MMVAE+

Implementation of “MMVAE+: Enhancing the Generative Quality of Multimodal VAEs without Compromises” (https://openreview.net/forum?id=sdQGxouELX).

The MMVAE+ model is an aggregated model that uses multiple latent spaces : \(z\) is the latent code shared accross modalities and \(w_j\) is private latent code of modality \(j \in [|1 , M|]\).

It also uses auxiliary prior distributions for each private latent spaces \(r_j(w_j)\) with a scale parameter that is learned.

As for the MMVAE, the joint posterior for the shared latent code is a Mixture-Of-Experts of the unimodal posteriors:

\[q_{\phi_z}(z|X) = \frac{1}{M} \sum_{m =1}^{M} q_{\phi_{z_m}}(z|x_m)\]

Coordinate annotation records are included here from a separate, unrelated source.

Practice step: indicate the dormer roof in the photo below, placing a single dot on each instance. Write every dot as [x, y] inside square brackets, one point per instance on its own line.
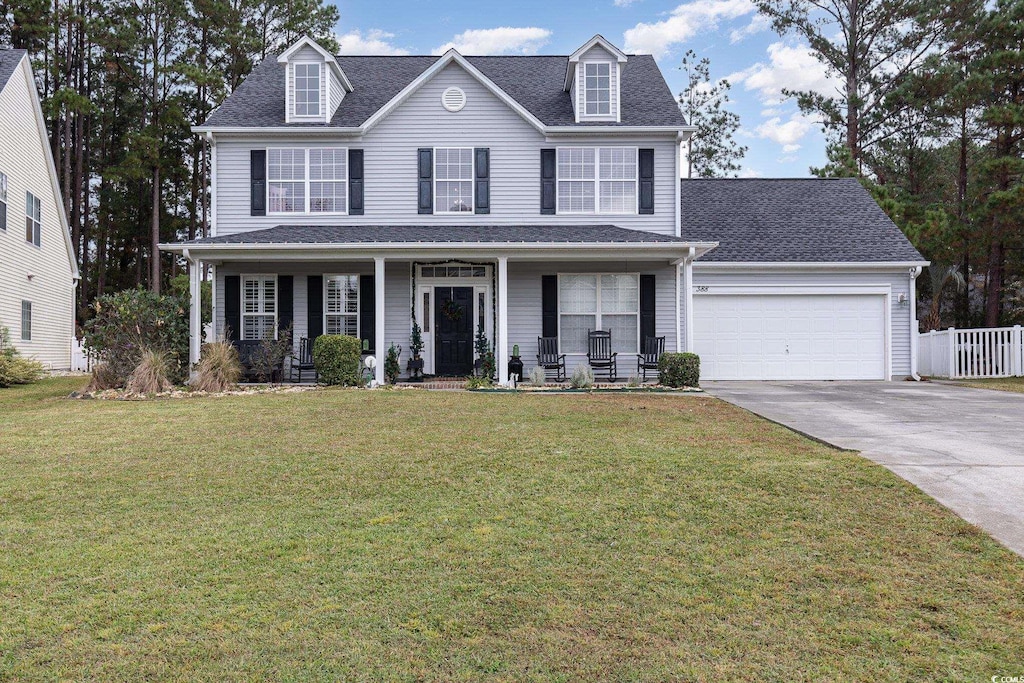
[329, 58]
[573, 59]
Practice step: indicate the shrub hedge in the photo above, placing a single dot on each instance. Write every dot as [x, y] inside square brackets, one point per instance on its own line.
[338, 359]
[679, 370]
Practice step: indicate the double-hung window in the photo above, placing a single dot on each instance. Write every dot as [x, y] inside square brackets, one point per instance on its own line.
[597, 180]
[307, 89]
[3, 202]
[307, 180]
[588, 302]
[259, 307]
[33, 218]
[341, 305]
[597, 88]
[453, 180]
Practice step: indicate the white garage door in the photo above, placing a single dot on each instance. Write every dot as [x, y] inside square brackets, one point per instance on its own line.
[791, 337]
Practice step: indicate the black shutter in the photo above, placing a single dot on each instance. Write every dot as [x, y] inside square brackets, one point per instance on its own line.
[286, 301]
[549, 305]
[314, 306]
[481, 157]
[257, 182]
[425, 168]
[232, 307]
[368, 311]
[646, 181]
[548, 188]
[355, 182]
[647, 306]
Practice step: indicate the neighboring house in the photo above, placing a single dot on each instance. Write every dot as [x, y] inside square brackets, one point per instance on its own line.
[531, 196]
[38, 272]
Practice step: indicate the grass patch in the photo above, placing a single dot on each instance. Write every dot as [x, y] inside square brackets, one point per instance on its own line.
[1004, 384]
[412, 536]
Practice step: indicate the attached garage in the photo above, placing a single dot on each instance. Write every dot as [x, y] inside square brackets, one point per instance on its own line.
[780, 334]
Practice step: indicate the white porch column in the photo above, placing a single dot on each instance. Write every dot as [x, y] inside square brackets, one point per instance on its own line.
[688, 299]
[380, 352]
[502, 336]
[195, 313]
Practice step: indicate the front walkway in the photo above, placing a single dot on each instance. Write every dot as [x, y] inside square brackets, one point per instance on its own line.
[963, 446]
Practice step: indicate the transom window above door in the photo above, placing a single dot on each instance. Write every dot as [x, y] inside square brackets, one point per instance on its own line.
[453, 179]
[307, 180]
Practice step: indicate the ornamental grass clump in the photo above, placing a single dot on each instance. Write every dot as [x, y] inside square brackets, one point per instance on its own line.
[219, 370]
[152, 375]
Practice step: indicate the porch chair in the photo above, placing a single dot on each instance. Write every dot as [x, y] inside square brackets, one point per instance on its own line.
[303, 360]
[549, 357]
[599, 353]
[652, 349]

The loss of the MMVAE+ model then writes as follows:

\[\begin{split}\frac{1}{M}\sum_{m=1}^{M} \mathbb E_{ \substack{ z_m^{1::K} \sim q_{\phi_{z_m}}(z|x_m)\\w_m^{1::K} \sim q_{\phi_{w_m}}(w_m|x_m) \\ \tilde{w}_{n\neq m}^{1::K} \sim r_n(w_n) } } \log \frac{1}{K} \sum_{k=1}^{K} D^{\beta}_{\Phi,\Theta}(X,z^k, \tilde{w}_1^k, \tilde{w}_2^k,.., w_m^k, .., \tilde{w}_M^k)\end{split}\]

with

\[D^{\beta}_{\Phi,\Theta}(X,z^k, \tilde{w}_1^k, \tilde{w}_2^k,.., w_m^k, .., \tilde{w}_M^k) = \frac{p_{\theta_m}(x_m|z^k, w_m^k)(p(z^k)p(w_m^k))^{\beta}}{(q_{\phi_z}(z^k|X)q_{\phi_{w_m}}(w_m^k|x_m))^{\beta}}\prod_{n \neq m}p_{\theta_n}(x_n|z^k,\tilde{w}_n^k)\]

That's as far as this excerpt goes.